June 21.
L'Enfant Terrible.

"The very Devil's in the moon for mischief:
There's not a day, the longest, not the twenty-first of June,
Sees half the mischief in a quiet way
On which three single hours of moonlight smile."

At my age, alas! one no longer gets into mischief, either by moonlight or at midsummer, and yet to-day all the tricksey spirits of the invisible world are supposed to be abroad—tangling the horses' manes, souring the milkmaid's cream, setting lovers by the ears. Some such frisky Puck stirs even peaceable middle-aged blood at this season to mild little secret sins, such as beginning a diary in which to set down one's private naughty views—the heresies one has grown too staid and cautious to give speech to any longer.

All, I think, have some Secret Garden where they unbind the girdle of conventions and breathe to a sympathetic listener the opinions they would repudiate indignantly upon the housetops; but I know of no such kindred soul—indeed my private views are so heretical that I should tremble to whisper them even into the dull cold ear of night, lest I should cause it to turn pink, and thereafter hymns would not purge it. Hence no resource remains to ease my bosom of its perilous stuff but the unprotesting innocence of the blank pages of a diary.
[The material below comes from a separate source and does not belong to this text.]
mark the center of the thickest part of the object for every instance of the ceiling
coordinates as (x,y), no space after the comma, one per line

There is a story concerning the king of some ungeographical country, to whom came two adventurers of cynical tendencies, professing to be able—given a certain allowance of jewels and precious metals—to weave a garment of exceeding richness and of such subtle texture that no monarch on earth might hope to match it. Setting up a loom and providing themselves with ample materials from the Royal treasury, they went through the motions of stringing a warp and thereupon industriously threw empty shuttles back and forth.

When the king, accompanied by his court, was summoned to observe the progress of the famous web, the puzzled ruler could see nothing but an empty loom, but before the eager explanations of the enthusiastic weavers, who pointed out here a glowing dye, there a splendid pattern, and having regard to the non-committal countenances of the courtiers, the king nodded sagely and waited developments.

"Best of all, Sire," cried the cheerful rogues, "so magical is this robe we weave, that only those can see it whose tongue has never uttered a lie, whose hands have never taken a bribe."

Rises thereupon instant chorus of praise of the beautiful fabric from a unanimous court. Next day a solemn procession through the streets of the capital to display to the world the magic robe. Amazed multitude staring at the king in pompous dishabille, but hearing the courtiers' admiring cries, no man willing to admit his own blindness—when up speaks Tiresome Child: "Mother, why does the king ride abroad in his shirt?"

General outburst of mortified veracity, and futile search for the discreetly vanished adventurers.